Sayın Nebati orada, şakalaşmaya devam ediyor ve ‘enflasyonun niçin yükseldiğini yabancıların anlayamayacağı bir kültürel sebepten olduğunu’ söylemiş. Diyormuş ki ‘Türkiye’deki bazı kültürel durumlar var o yüzden siz bu enflasyonun niçin arttığını bilemezsiniz, sizin anlayamayacağınız kültürel sebeplerden yükseliyor.’ Hoş bununla ilgili ‘yok demedik’ dediler. Ama haberi geçen haber ajansı haberini geri çekmedi. Dünyanın ekonomi alanındaki ekonomi ajansı, haberinin arkasında duruyor. Twitter’da Nebati’nin bu ifadeleri çalkalandıkça ‘yok öyle bir şey’ diye yalandan bir yalanlama yapıyorlar. Ne kastettiğini kimse anlamamış, ama bizim anladığımızı diyorsa… Dönüp de vatandaşı suçlamaya başladı ki, bu sadece onların kültüründe var.

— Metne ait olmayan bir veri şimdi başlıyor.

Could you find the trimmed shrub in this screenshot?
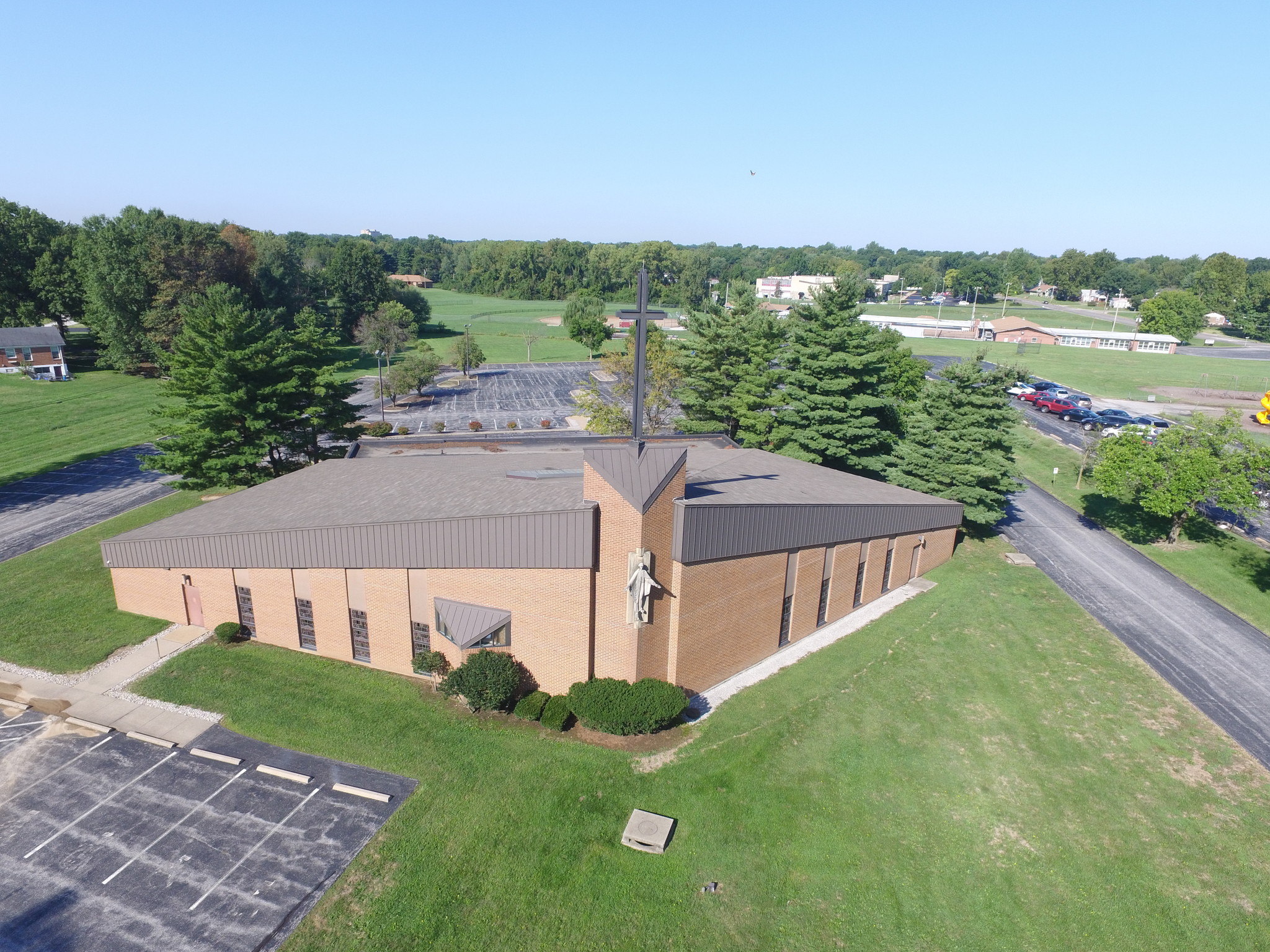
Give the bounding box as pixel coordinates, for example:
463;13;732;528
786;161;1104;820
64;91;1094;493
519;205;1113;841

Sadece kendi kusurlarını esnafa, vatandaşa yüklemek onların kültürlerinde var. ‘Aslında enflasyon yükselmeyecek, esnaf fırsatçı’ diyor. ‘Aslında enflasyon yükselmeyecek, bizimkiler kendiliklerinden zam yapıyor ve bu bizim kültürel kodlarımızda var’ diyor. Bu cümleyi tamamen reddediyoruz. ‘Gittik orada Türkiye modelini anlattık’ diyor. Hangi Türkiye modeli? Fahrettin Altun’un dün gevelediğini mi söylediniz, milletvekillerinizin bütçe başlarken sunumda dinlediğini mi söylediniz, bütçe başlarken komisyonda söylediğini mi söylediniz, Genel Kurul aşamasında söylediğini mi söylediniz? Üçü birbirine taban tabana zıt. Ülkemizi de zor duruma düşüren, deli saçması modellerdir. Dolar çıkarken ‘bilerek çıkartıyoruz’, düşünce ‘belini kırdık’ diyorlar.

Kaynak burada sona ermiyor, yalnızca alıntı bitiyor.